Скоблев присел на кровать, поправил причёску.
— Мой брат путешествовал по центральной Африке, изучал заболевания, вызванные цестодами. Их ещё называют ленточными червями. Мы с братом с детства восторгались совершенством цестод, их способностью к размножению, их самодостаточностью…
Кира невольно вспомнила вчерашнего любовника, у которого были свои детские увлечения.
— Вы знали, что в мире существует 300 видов ленточных червей и полтора миллиарда людей заражены ими, носят их внутри? Так что вы не уникальна, дорогуша. А вот то, что находится в вас уникально.
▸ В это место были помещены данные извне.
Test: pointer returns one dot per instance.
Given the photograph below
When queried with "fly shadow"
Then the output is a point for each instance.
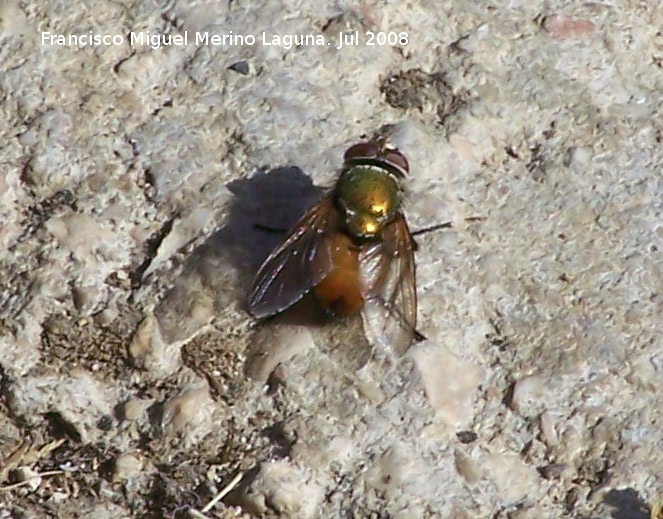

Живот Киры вздулся, она вскрикнула от мучительной боли. Скоблев, как ни в чём не бывало, продолжал:
— В Джубути брат встретил племя кочевников, которых отличала невероятная, даже по меркам голодной Африки, худоба. Племя это не только не боялось паразитов, но принимало их, как великий дар. Заражённый гельминтами почитался, как святой. Но это касалось не всех лентецов, а лишь одного вида. Не изученного наукой древнейшего паразита, предка бычьего цепня.
Кира взвыла, задёргалась в кресле. Ей хотелось выблевать слова, поступающие в её мозг из уст симпатичного рекламного врача.
— Открытый братом гельминт скрывался от учёных столько лет благодаря изумительной способности мимикрировать. Позвольте пояснить. Обычные цепни размножаются, отделяя от себя проглоттидов, небольшие отростки, которые выходят из оккупированного организма вместе с калом. Проглоттиды ползают, рассеивая яйца с личинками — чудо природы, не так ли? Но проглоттиды нашего с вами червя настолько малы, что обнаружить их в кале практически невозможно!
На лице Скоблева появилось то выражение, которое бывает у людей, увидевших отличный фокус.
— Брат исследовал гельминты и пришёл к удивительному выводу. Древний червь предпочитает голодных людей сытым. Микрофлора кишечника, страдающего от недоедания человека — идеальная для него среда.
Кира вцепилась в подлокотники кресла, её тело выгнулось дугой.
— Продолжать исследования среди дикарей брат не мог. Зато мог начать эксперименты здесь, вместе со мной. Нужно было лишь найти добровольца, согласного проглотить живую цисту червя. Однажды я увидел в Интернете рекламу лекарств для похудения, и меня осенило. Три месяца мы искали подходящего кандидата, зондировали Интернет. Отослали анкеты сотне девушек, из которых отобрали нескольких. Злобных, социопатичных, любящих лишь себя. Достаточно тупых и совершенно одиноких. Тех, кого не отговорит мама, не отведёт в настоящую больницу муж. Всё шло, как по маслу, но в вашем случае, Кира Дмитриевна, результат был поистине потрясающим. Другие черви только начал расти, а ваш уже прошёл все стадии, от мельчайшего паразита, до половозрелой геромафродитной особи. Я не понимал, в чём дело, пока вы не рассказали о «Бьютиноле». Жуткая химия, но её состав вызвал интереснейшую мутацию, которую нам ещё предстоит изучить. Позвольте.